I can rattle off at least 5 or 6 from memory that do things like this: MailChimp, Campaign Monitor, Aweber, iContact, Constant Contact, Vertical Response, Emma, on and on. Just look up email marketing in Google and be overwhelmed.


Huh, so you have to be nuts to want to enter this right?


A couple nights ago I attended a talk given by Dave Hoover of Obtiva about how he helped Mad Mimi get started. Dave's talk was recorded and hopefully will be up on Chicago Ruby soon, so I'll just mention a few things that really stood out.


Mad Mimi actually tried to get started in 2005. Apparently it failed in its first attempt. Not sure about the details. But it sounds like whoever was trying to build version 0.1 couldn't get it off the ground. But Gary Levitt the owner and founder of Mad Mimi sounds like a man with a vision and crazy persistence.


You've got dozens and dozens of competitors. And your first attempt at starting your new business failed. Give up?


Instead he contacted Dave with Obtiva to give Mad Mimi a second try. That effort seems to have paid off. Here's a few takeaways from Dave's talk that stood out.


1) Focus on one type of customer. Gary is a musician and wanted to focus on helping musicians. Mimi even stands for Music Interface something something :) As Mimi started, it was completely targeted at helping Gary's musician friends send out great emails to their fans.


Just like an example out of Geoffrey Moore's Crossing the Chasm's "Bowling Alley" theory, Mimi's success with musicians was like a bowling ball hitting the first pin. After that, it started to hit a lot more pins. The success has spread to clubs and spread to fans receiving those emails. And now many more non-musicians are on it. Seth Godin is a high profile marketing guy and he uses it for Squidoo.
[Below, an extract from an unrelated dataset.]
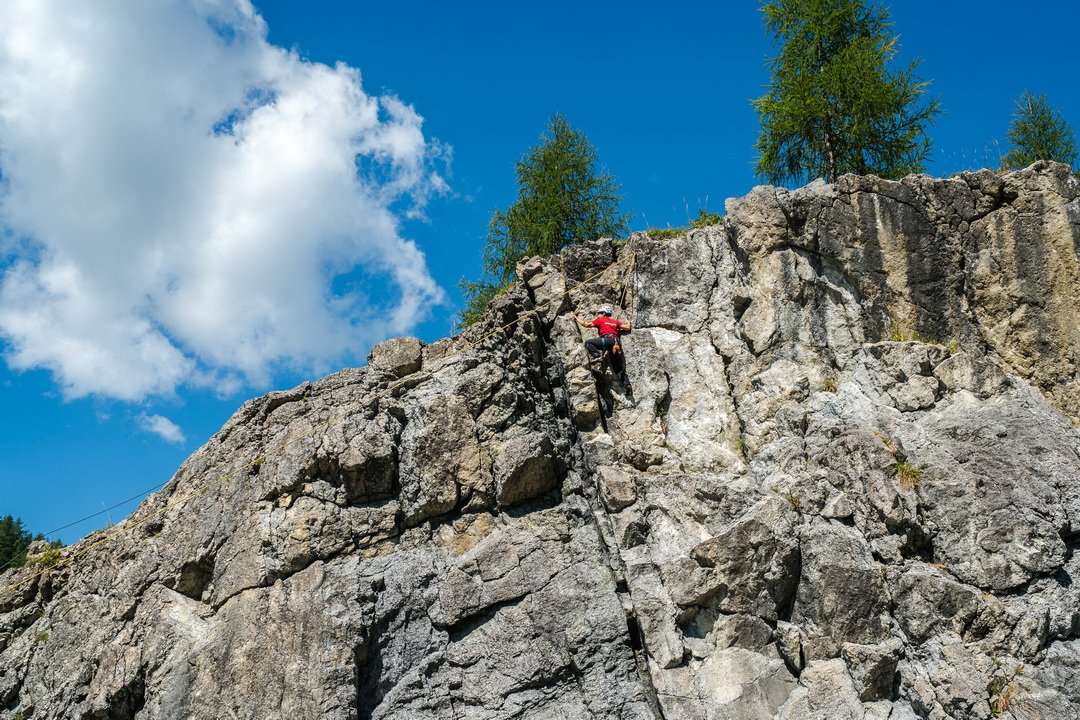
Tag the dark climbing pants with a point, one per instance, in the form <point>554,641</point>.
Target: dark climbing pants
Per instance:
<point>597,347</point>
2) Use twitter replies. They've won a lot of customers just paying attention on Twitter to people that need things. Someone having trouble with a competitor? There they are offering a nudge to check out Mimi.
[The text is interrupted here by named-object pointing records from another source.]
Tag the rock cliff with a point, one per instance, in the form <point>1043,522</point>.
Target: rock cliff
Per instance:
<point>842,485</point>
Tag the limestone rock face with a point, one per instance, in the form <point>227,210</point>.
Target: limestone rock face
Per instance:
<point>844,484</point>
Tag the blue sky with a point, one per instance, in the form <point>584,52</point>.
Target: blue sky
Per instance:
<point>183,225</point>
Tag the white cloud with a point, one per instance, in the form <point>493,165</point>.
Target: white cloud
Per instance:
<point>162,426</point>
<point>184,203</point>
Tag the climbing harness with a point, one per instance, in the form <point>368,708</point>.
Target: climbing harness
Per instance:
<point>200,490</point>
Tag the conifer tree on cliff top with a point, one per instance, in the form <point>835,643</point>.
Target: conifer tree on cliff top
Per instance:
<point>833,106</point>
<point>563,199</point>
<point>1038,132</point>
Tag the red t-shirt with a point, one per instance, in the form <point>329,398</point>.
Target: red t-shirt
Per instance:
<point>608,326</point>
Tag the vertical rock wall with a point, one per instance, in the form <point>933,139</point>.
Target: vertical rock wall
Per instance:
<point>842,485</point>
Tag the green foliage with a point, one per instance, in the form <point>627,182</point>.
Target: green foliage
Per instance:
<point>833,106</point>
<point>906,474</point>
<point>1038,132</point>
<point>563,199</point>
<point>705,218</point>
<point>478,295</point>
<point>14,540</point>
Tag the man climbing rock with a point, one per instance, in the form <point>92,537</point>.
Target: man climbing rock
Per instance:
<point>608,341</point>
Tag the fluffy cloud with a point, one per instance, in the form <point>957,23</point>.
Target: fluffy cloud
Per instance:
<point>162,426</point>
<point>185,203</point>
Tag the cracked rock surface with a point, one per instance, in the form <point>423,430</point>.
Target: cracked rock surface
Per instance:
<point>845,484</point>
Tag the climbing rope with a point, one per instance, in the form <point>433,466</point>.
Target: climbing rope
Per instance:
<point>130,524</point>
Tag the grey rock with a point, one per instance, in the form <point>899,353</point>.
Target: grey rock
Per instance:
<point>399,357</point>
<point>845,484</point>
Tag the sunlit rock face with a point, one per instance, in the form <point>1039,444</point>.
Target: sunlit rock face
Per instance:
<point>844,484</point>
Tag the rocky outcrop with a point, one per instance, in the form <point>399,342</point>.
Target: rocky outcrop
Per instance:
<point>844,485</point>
3) Total dedication to customer support. An important feature for them was adding a "Chat to Support" button in Mimi that opens up a 37signal's Campfire chat. Customers love having someone to ask questions to in real time and only a click away.


Their customer support doesn't stop there. Here's one example of how crazy they are with paying attention to their customers' needs. The head of customer support (Gary's brother Dean) heard on Twitter that one of their customers was traveling to New York and was looking for a place to stay. Dean had that guy stay with him at his own place in New York. :)


Dave gave a great talk. I'll update this post if I see the video online. Obtiva and Mad Mimi seem to be a couple companies worth paying attention to.